In 2021, 42% of high school students had experienced persistent sadness and hopelessness, nearly a third had suffered from mental health issues, 22% had seriously considered suicide, 18% had made suicide plans, and 10% had done so. I tried it last year. There are record numbers in all divisions. And if you look at girls, almost three in five adolescents reported depressive symptoms, almost a third had considered suicide (58% increase in a decade), almost one in four were planning suicide (60% up from in 2011) and 13% had tried (compared to 7% of boys). The incidence of depressive symptoms and suicidal thoughts and behaviors is twice as high in adolescent girls as in boys. The situation is even worse in the LGBT community, where 45% of young people have considered suicide.
The situation is also alarming when it comes to sexual violence: “Adolescent girls experienced record levels of violence in 2021,” explained Ethier, who believes that this violence contributes to depressive tendencies. Almost one in five girls, 18%, had recently experienced sexual violence, a 20% increase since 2017. 14% of adolescent girls were physically forced into sex when they didn’t want to.
Over the past 10 years, this number has remained high at around 10-11%, but has increased from 11% to 14% in just two years from 2019 to 2021. “This is really alarming. Out of every 10 teenage girls you know, at least one and probably more have been raped. This tragedy cannot continue,” Ethier stressed.
“This data is difficult to hear and should prompt action,” said Houry, the CDC’s chief medical officer. “As the mother of a teenager, I am heartbroken. As a public health leader, I am committed to taking action and preventing these issues and the impact they are having on our youth and their families. As an emergency room physician, I still remember the college student I treated after she was raped. I felt ashamed and felt I hadn’t done enough to stop it,” she said.
Adolescent girls also consume more alcohol (27% vs. 19%, although in this case with a significant downward trend for both sexes) and suffer more from cyberbullying (20% vs. 11%, with stable numbers compared to previous surveys). The 89-page report shows some progress on bullying in schools themselves (perhaps somewhat skewed by the pandemic), avoiding the use of drugs and toxic substances, and less risky sexual practices.
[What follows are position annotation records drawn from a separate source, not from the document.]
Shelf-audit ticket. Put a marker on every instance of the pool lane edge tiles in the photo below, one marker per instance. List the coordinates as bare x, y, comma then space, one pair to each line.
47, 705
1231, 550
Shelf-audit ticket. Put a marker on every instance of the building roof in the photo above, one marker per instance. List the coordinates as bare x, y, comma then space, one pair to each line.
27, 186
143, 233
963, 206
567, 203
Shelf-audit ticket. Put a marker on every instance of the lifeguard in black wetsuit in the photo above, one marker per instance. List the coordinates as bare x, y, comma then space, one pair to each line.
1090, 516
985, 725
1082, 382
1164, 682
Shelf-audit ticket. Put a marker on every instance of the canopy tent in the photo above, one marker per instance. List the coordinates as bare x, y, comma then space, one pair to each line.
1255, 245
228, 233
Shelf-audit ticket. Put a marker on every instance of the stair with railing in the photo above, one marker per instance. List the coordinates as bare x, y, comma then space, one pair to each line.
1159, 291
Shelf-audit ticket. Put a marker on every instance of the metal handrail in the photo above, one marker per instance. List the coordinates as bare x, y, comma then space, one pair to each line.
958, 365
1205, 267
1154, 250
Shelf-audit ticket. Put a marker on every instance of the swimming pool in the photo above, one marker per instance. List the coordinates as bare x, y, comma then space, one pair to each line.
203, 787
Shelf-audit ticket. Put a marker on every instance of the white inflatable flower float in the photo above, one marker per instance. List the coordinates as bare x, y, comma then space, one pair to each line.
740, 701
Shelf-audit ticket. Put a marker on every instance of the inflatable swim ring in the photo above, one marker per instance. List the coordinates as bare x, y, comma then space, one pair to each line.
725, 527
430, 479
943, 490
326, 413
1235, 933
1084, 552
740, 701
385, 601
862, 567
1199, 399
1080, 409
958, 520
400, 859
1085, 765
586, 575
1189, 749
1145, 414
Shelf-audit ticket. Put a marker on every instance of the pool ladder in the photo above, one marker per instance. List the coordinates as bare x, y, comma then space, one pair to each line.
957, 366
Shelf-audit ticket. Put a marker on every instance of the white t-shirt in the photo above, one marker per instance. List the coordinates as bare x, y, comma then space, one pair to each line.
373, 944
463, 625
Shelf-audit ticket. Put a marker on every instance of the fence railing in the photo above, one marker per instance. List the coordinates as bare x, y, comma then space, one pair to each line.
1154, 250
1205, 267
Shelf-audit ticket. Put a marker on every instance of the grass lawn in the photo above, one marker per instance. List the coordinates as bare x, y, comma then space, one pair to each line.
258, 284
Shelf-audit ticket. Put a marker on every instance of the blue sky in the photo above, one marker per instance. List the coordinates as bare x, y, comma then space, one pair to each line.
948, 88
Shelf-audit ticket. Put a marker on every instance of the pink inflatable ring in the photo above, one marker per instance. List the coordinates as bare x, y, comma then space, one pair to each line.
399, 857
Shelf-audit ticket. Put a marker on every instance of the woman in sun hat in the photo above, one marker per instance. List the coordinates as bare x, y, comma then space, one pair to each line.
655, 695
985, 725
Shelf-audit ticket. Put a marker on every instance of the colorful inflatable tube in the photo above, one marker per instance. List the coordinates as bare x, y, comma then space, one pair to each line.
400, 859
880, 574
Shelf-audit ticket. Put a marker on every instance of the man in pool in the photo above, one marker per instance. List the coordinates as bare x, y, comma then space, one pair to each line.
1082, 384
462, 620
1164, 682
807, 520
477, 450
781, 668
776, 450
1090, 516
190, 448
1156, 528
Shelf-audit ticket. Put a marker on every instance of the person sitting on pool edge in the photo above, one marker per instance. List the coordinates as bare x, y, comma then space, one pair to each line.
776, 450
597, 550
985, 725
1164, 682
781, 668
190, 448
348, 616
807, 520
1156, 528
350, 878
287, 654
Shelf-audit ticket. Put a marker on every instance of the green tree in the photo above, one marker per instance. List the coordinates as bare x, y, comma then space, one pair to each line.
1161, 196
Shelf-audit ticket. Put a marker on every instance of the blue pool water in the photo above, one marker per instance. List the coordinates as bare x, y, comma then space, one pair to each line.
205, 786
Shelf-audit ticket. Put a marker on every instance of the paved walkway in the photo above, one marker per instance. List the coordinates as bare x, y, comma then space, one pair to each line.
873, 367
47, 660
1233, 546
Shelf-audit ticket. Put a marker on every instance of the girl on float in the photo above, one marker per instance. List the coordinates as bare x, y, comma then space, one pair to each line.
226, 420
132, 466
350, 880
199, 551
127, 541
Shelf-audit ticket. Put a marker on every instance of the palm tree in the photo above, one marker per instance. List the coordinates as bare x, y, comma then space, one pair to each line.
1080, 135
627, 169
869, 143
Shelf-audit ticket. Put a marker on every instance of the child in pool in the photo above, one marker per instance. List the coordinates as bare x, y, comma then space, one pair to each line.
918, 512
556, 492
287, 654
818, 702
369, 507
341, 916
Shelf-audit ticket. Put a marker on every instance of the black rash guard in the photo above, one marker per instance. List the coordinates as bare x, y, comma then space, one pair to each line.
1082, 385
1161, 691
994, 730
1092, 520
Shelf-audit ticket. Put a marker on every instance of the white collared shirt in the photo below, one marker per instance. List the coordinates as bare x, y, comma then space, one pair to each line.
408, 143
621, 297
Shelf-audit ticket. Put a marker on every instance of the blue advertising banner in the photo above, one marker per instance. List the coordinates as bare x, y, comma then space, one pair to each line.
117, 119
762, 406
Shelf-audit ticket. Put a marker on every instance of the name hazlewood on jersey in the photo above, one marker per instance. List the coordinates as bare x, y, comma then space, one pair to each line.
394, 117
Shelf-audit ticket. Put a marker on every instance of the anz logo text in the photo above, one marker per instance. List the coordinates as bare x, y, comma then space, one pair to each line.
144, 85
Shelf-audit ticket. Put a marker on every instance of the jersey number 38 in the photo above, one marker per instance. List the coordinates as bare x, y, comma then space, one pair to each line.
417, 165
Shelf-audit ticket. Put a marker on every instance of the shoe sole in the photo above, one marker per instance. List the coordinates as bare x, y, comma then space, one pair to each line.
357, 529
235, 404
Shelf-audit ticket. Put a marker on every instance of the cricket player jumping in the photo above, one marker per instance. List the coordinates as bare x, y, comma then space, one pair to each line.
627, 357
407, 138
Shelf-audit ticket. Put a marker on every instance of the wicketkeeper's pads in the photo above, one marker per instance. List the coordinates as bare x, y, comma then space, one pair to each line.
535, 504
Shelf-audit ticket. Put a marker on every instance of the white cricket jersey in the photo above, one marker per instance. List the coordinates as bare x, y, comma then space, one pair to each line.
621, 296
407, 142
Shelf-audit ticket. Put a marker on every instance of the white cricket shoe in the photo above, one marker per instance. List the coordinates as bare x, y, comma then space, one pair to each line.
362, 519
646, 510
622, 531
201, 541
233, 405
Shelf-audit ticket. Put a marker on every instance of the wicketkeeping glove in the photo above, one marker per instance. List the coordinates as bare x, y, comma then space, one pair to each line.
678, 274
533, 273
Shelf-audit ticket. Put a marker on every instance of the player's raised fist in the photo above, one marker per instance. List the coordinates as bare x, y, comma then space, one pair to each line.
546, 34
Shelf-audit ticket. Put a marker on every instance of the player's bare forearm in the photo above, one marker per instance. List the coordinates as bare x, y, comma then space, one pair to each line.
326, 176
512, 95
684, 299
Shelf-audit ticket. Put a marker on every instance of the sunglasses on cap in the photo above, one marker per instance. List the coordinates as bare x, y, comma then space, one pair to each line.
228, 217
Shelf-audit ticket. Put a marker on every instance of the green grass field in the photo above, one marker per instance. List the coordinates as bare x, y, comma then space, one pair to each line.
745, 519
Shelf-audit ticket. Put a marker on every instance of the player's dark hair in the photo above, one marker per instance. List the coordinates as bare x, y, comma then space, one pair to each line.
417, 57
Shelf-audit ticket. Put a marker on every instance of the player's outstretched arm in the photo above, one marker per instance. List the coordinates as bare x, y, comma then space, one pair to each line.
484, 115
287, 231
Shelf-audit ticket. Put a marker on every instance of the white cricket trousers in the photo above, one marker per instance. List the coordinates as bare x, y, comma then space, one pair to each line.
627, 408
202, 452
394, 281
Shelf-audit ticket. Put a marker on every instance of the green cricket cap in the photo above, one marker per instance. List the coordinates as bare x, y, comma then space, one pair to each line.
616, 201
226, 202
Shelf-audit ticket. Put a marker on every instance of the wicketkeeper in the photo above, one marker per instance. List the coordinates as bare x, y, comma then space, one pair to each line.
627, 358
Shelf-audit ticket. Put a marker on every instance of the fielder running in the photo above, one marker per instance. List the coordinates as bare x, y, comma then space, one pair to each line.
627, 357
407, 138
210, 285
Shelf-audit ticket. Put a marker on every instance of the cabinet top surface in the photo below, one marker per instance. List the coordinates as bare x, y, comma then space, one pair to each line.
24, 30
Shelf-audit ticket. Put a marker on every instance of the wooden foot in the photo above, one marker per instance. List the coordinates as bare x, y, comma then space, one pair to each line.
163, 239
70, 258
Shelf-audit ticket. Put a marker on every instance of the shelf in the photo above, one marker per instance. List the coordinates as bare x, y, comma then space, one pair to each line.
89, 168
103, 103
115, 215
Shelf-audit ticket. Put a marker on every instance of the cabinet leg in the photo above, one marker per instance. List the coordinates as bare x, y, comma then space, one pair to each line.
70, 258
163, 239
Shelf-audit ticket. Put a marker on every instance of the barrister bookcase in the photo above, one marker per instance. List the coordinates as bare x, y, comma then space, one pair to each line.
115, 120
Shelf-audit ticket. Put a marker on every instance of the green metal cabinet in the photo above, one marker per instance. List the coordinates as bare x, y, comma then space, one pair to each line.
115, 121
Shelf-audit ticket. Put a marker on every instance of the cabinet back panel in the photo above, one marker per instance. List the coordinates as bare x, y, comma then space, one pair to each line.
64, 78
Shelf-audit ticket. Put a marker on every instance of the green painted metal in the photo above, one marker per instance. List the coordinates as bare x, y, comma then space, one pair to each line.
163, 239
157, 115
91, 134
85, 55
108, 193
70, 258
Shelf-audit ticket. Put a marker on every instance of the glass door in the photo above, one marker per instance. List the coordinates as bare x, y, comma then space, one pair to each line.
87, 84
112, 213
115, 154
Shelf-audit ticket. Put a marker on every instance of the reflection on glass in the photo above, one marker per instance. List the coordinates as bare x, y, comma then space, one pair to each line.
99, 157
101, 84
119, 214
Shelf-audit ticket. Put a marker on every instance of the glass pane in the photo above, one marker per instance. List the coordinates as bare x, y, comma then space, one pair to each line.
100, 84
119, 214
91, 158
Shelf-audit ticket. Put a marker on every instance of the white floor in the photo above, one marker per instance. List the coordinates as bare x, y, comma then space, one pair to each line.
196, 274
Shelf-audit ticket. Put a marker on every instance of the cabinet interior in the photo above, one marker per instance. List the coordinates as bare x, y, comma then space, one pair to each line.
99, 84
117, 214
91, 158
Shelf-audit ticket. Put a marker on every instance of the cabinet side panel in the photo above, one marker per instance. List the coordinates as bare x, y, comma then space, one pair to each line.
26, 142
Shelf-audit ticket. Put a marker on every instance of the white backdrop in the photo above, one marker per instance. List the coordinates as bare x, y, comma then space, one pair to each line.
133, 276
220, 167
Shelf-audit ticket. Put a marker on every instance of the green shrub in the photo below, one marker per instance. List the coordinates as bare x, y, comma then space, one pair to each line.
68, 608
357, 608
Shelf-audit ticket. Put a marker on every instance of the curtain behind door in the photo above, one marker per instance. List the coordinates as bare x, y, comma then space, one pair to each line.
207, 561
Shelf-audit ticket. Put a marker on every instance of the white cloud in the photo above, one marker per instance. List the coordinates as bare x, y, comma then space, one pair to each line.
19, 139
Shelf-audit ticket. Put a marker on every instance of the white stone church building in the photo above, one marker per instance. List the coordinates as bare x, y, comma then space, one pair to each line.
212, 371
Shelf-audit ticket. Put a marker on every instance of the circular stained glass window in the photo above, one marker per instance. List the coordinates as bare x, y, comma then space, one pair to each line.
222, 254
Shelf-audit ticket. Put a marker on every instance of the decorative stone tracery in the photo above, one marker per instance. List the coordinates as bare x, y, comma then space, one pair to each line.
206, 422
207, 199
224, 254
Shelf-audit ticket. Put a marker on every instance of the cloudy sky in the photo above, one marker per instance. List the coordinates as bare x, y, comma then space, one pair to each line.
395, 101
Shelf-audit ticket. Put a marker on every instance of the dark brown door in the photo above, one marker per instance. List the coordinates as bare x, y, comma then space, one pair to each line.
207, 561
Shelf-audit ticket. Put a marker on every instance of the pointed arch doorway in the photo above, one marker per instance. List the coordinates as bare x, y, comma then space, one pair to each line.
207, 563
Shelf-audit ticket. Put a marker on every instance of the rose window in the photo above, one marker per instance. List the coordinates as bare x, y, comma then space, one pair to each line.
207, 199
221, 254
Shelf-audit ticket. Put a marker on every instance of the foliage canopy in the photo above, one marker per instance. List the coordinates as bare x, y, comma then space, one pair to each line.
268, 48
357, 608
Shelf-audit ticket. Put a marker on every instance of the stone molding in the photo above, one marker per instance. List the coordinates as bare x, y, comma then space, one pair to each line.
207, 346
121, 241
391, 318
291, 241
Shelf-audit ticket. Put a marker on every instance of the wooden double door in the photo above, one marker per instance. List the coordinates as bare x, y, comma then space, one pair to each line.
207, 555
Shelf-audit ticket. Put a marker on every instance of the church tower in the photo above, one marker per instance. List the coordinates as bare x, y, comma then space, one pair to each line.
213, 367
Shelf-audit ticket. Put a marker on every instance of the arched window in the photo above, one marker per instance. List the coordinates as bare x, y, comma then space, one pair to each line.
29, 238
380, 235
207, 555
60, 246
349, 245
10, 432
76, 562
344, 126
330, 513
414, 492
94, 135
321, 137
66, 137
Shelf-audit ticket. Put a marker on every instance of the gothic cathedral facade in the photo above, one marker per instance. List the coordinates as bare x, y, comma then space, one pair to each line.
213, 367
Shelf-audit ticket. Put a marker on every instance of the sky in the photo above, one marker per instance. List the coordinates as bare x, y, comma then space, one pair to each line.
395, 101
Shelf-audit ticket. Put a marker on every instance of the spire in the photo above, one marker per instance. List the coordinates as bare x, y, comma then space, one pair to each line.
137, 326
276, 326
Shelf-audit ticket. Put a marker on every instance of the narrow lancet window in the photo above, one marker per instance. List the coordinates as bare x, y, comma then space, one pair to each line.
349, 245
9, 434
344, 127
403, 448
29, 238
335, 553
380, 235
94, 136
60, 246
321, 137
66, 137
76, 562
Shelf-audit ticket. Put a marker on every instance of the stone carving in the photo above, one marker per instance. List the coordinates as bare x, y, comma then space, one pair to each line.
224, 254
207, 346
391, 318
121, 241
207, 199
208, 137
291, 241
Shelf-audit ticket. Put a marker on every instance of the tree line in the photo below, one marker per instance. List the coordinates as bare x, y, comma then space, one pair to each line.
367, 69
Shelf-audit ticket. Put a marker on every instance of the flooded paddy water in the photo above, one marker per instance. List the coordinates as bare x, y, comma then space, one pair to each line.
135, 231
The study also analyzes racial differences, but generally they are not as pronounced as those based on gender. It finds that black and Hispanic students were more likely to stay away from school for safety reasons, suggesting they were exposed to environmental violence in their communities and schools. However, black students were less likely than most other groups to experience bullying at school.
Regarding sexual violence, white female college students were more at risk than some other racial/ethnic groups of experiencing sexual violence at the hands of anyone, while the highest incidence of forced sex was among Alaskan Native American/Native American girls.
“Our children need us right now,” said Anna King, president of the National Association of Parents and Teachers, who referred to depressive and suicidal tendencies in the study presentation. “We said so. Our nation is facing an adolescent mental health crisis, and this data makes it even more devastating. And we have to do it now. Our children are the future of our country and it is critical that we help them reach their full potential now,” before sharing his own experience.
“My family went through such a situation five years ago with my 15-year-old niece named Lada. i was a happy girl It was very participatory. He danced, he did sports. He ran track and field and basketball. She was a dancer and cheerleader. We never knew what signs to look for. And that was very important to us. I urge our families to come together and look for signs.”
Talking to children, creating safer environments in schools, and special programs to support young people with mental health problems are the recipes the CDC experts recommend for dealing with the problems highlighted in the study.